粉を混ぜて、形を作って、オーブンで焼くと"パンビーナ"が出てくる「ふわもち Wow! パンビーナ」(タカラトミー)や、外側はもっちり、中はふんわりの絶品おにぎりが誰でも簡単に作れる「究極のおにぎり」(タカラトミーアーツ)、デジタルの世界から飛び出してきたペットに本当に触れることができる新感覚デジタルペット育成トイ「とびだせ!きゅーびっつ」(タカラトミー)、そして自動車のエンジン音が母親の胎内音に近く、赤ちゃんを安心させるという検証から生まれたクルマ型のぬいぐるみ「赤ちゃんスマイル Honda SOUND SITTER」(タカラトミーアーツ)などは、いずれもユニークなアイデアや着眼点から生まれた今までになかったアイテムとなっている。

また、今年の話題商品では、初代が1999年に発売され、世界80以上の国と地域で累計5億2000万個以上を出荷しているベイブレードの第4世代となる「BEYBLADE X」(タカラトミー)も登場。
すでに人気は右肩上がりで、今年のクリスマスから来年にかけ世界的なブームを狙っている。
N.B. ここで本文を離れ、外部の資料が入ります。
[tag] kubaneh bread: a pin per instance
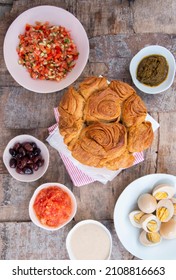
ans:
(104, 124)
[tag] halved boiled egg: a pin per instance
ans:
(150, 223)
(163, 191)
(150, 238)
(168, 230)
(164, 210)
(135, 217)
(147, 203)
(173, 199)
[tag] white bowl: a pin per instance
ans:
(44, 153)
(92, 243)
(150, 50)
(32, 214)
(56, 16)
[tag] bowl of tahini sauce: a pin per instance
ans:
(89, 240)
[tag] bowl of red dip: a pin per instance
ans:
(52, 206)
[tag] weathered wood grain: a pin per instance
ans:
(26, 241)
(167, 143)
(117, 30)
(153, 16)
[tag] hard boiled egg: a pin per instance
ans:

BEYBLADE X「BX-07 スタートダッシュセット」は、注目の新シリーズの目玉でもある超加速ギミック「X(エクストリーム)ダッシュ」がすぐに体感できる。

■最強のおもちゃは「定番ブランド」
おもちゃ業界でもっとも売上貢献度が高いのは「アンパンマン」「トミカ」「プラレール」「シルバニアファミリー」「リカちゃん」「仮面ライダー」などの定番ブランド。消費者投票の結果を見ても、調査会社GfK調べによる直近の金額ベースでの売り上げでも、非常にランクが高い状態で、定番ブランドの強さは際立っているという。

「アンパンマン」では、お米由来の原材料のライスレジンを使用した日本製の「アンパンマン 自然の恵 お米からうまれたつみきDX」(アガツマ)や、ペンで絵本をタッチするとイラストに連動した“ことば”をアンパンマンたちが教えてくれる絵本型の知育玩具「アンパンマン もっと知りたい!ことばずかんPremium&ものしりずかん 大集合セット」(セガトイズ)、頭で考えながら5つのスイッチを操作して、車をスムーズに走らせる「すすめ!工事カー!アンパンマン育脳ドライブワールド」(ジョイパレット)、アンパンマンと話したり、タッチで触れ合える「ねぇアンパンマン!お歌をきかせて!はじめてのおしゃべりDX」(アガツマ)などが注目となっている。

「トミカ」の今年のメインアイテムは、最大で50台のトミカが一斉に発射することができる大迫力のロングスライダー付き5階建て立体駐車場の「トミカ スライダーパーキング50」(タカラトミー)で、消費者投票でも4位となっている。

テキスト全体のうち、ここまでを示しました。